A Bond is like a security which represents a Loan from the buyer to the issuer, like a company or a government. They issue Bonds when they want to raise money. In the government’s case, they use the money to run daily operations, finance all sorts of projects for the nation’s development, repay the money borrowed from other countries and investors, and more.

Companies raise Corporate Bonds to finance their operations, build new factories, generate working capital, etc. By investing in them, you give the issuer a Loan, and they agree to repay the money and some interest in a fixed schedule. You get a regular income stream as a periodic interest payment.

Bond-related terms you should know

Bonds give you a steady income stream and an offset to some of the volatility you might see from owning stocks. Here are Bond-related terms every investor should know:

Maturity date

Every Bond has a particular end date, which tells you about the period for which you can hold your investment. The decision is made by the government or company issuing the bond. At the end of this period, investors receive all the money they owe: the initial investment amount and the interest accumulated along the way.

Credit ratings

Credit ratings are a grade agencies give to help investors decide if the company they want to invest in is performing well. These agencies analyse the company’s financials and growth and rate them accordingly. If the company is doing well, they get AAA, the highest rating. Grade D is for defaulters, so stay away.

For a retail investor who does not have the resources to analyse each company inside out, the agency rating is a simpler indicator to follow while investing in Corporate Bonds.

Secured and Unsecured Bonds

When you invest in Bonds, you need to choose between Secured and Unsecured Bonds. Secured Bonds are collateralised by an issuer’s asset or future cash flow. If the issuer defaults, bondholders can claim the asset or the cash-flow-generating source. Unsecured Bonds do not come with collateral. If the issuer defaults, Unsecured Bondholders cannot claim any of the issuers’ assets. Here, investment decisions are made purely based on the issuer’s trust and credit history.

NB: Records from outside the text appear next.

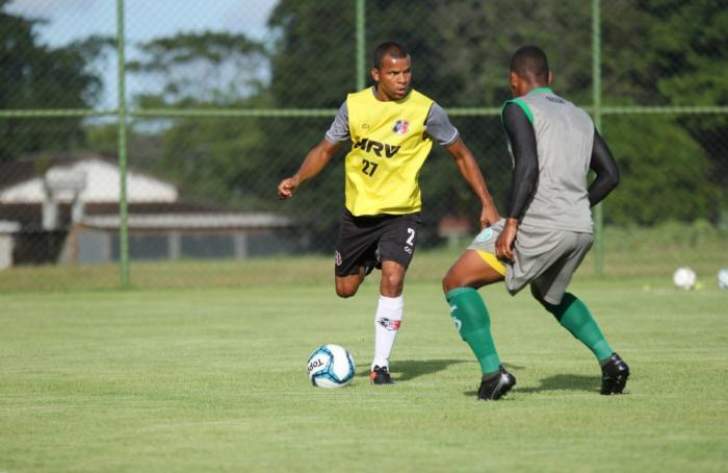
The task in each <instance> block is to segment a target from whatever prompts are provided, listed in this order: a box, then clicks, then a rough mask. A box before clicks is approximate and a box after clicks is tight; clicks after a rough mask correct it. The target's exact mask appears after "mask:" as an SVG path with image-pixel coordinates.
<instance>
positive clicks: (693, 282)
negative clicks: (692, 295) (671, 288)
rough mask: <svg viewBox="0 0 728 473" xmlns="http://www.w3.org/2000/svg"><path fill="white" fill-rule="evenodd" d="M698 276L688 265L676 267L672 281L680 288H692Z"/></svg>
mask: <svg viewBox="0 0 728 473" xmlns="http://www.w3.org/2000/svg"><path fill="white" fill-rule="evenodd" d="M697 279H698V277H697V275H696V274H695V271H693V270H692V269H690V268H688V267H682V268H677V270H675V273H674V274H673V275H672V282H673V283H675V286H677V287H678V288H680V289H692V288H694V287H695V282H696V281H697Z"/></svg>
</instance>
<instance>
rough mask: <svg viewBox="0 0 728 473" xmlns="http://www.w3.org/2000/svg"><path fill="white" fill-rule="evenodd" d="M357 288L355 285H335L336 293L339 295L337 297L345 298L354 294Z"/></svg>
mask: <svg viewBox="0 0 728 473" xmlns="http://www.w3.org/2000/svg"><path fill="white" fill-rule="evenodd" d="M357 289H358V288H356V287H354V288H351V287H339V286H336V295H337V296H339V297H341V298H344V299H346V298H347V297H351V296H353V295H354V294H356V291H357Z"/></svg>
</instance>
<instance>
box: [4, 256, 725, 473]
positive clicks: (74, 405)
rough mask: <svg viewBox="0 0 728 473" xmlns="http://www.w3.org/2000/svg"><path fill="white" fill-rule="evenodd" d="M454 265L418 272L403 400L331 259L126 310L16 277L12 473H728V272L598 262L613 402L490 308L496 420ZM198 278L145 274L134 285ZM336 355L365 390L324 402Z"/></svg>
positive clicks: (588, 291) (12, 403)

The face value and market price

Face value is the price at which the issuer issues a Bond unit. The price at which Bonds are traded is known as the market price.

Coupon rate and yield-to-maturity

The coupon rate is the interest rate paid by fixed-interest securities, such as Bonds. It is the payment towards their face value. The issuer pays it to the Bondholder. The yield-to-maturity is an effective interest rate on the Bond, which the investor receives at the time of purchase.

Since investments in the securities market are subject to risks, read the offer document carefully before proceeding.